Parallel Lines: Two lines are parallel if they have the exact same gradient. They will never intersect.

• If line L₁ has equation y = 3x + 2, and line L₂ is parallel to it, then the gradient of L₂ is also 3.

Perpendicular Lines (Higher Tier): Two lines are perpendicular if they intersect at a right angle (90°). The rule is that the product of their gradients is -1.

• m₁ × m₂ = -1 (Must memorise)

Example: A line L₁ has a gradient of 2. A line L₂ is perpendicular to L₁.

• To find the gradient of L₂, we use the rule: 2 × m₂ = -1
• Therefore, m₂ = -1/2.
• A quick way to find the perpendicular gradient is to find the negative reciprocal: flip the fraction and change the sign. The gradient 2 is the same as 2/1. Flipping it gives 1/2, and changing the sign gives -1/2.
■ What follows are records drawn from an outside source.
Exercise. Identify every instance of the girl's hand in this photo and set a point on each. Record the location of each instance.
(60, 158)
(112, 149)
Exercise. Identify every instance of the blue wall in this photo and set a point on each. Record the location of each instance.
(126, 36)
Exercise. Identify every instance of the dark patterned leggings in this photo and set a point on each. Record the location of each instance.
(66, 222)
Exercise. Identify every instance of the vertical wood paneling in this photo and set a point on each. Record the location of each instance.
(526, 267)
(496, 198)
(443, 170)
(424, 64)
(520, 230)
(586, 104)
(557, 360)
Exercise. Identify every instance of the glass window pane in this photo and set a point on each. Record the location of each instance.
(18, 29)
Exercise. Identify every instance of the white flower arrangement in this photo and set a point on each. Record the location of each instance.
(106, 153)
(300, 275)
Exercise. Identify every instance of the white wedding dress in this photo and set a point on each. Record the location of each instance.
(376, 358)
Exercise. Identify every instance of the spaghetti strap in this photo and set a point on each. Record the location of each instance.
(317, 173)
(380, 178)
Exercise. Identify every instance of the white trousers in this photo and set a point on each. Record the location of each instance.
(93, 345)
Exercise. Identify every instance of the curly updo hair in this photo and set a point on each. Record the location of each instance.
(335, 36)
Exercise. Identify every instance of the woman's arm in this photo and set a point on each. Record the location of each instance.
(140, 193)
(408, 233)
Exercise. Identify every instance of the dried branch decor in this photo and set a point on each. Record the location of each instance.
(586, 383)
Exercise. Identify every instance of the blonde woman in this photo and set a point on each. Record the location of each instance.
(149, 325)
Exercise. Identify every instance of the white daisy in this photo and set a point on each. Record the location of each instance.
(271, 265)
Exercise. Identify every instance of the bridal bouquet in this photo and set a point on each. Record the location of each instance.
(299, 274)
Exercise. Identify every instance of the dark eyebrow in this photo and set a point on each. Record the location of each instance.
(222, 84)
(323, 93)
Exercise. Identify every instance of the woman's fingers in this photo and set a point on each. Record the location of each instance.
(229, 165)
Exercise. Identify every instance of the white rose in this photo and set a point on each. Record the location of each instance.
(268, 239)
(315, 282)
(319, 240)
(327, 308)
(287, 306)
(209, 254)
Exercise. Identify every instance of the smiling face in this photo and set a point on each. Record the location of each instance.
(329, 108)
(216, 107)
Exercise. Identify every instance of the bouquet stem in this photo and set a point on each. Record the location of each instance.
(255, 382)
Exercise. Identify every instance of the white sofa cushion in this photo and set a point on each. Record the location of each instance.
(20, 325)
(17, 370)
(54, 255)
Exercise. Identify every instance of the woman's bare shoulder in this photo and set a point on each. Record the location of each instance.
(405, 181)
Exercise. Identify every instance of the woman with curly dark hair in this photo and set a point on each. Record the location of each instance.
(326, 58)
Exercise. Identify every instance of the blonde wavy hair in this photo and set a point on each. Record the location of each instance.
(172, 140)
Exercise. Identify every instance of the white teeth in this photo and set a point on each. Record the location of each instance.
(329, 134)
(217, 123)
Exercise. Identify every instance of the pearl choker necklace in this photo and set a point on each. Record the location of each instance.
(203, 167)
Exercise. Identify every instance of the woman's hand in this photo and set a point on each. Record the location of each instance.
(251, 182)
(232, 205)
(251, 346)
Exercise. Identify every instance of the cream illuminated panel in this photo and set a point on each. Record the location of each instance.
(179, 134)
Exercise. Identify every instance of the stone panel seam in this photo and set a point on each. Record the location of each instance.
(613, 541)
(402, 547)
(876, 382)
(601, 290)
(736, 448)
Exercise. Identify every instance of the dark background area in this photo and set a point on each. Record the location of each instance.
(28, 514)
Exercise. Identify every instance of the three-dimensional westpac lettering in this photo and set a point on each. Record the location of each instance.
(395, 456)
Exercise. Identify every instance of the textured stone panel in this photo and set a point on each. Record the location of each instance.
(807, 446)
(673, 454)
Mathematical Relationships

• Equation of a Line: y = mx + c (Must memorise)
• Gradient Formula: m = (y₂ - y₁) / (x₂ - x₁) (Must memorise)
• Parallel Lines: m₁ = m₂ (Must memorise)
• Perpendicular Lines (Higher Tier): m₁ × m₂ = -1 (Must memorise)
• Midpoint of a Line Segment (Higher Tier): ((x₁ + x₂)/2, (y₁ + y₂)/2) (Given on formula sheet)
• Length of a Line Segment (Higher Tier): √((x₂ - x₁)² + (y₂ - y₁)²). This is an application of Pythagoras' theorem. (Given on formula sheet)

Practical Applications

Coordinate geometry is used extensively in the real world:

• Computer Graphics: Video games and animations use coordinate systems to position characters and objects on screen.
• Navigation: GPS systems use coordinates (latitude and longitude) to pinpoint locations and calculate routes.
• Engineering and Architecture: Blueprints for buildings and bridges rely on coordinate geometry to specify the precise location of every component.
• Business Analytics: Companies plot sales data on graphs to identify trends (gradients) and starting points (y-intercepts).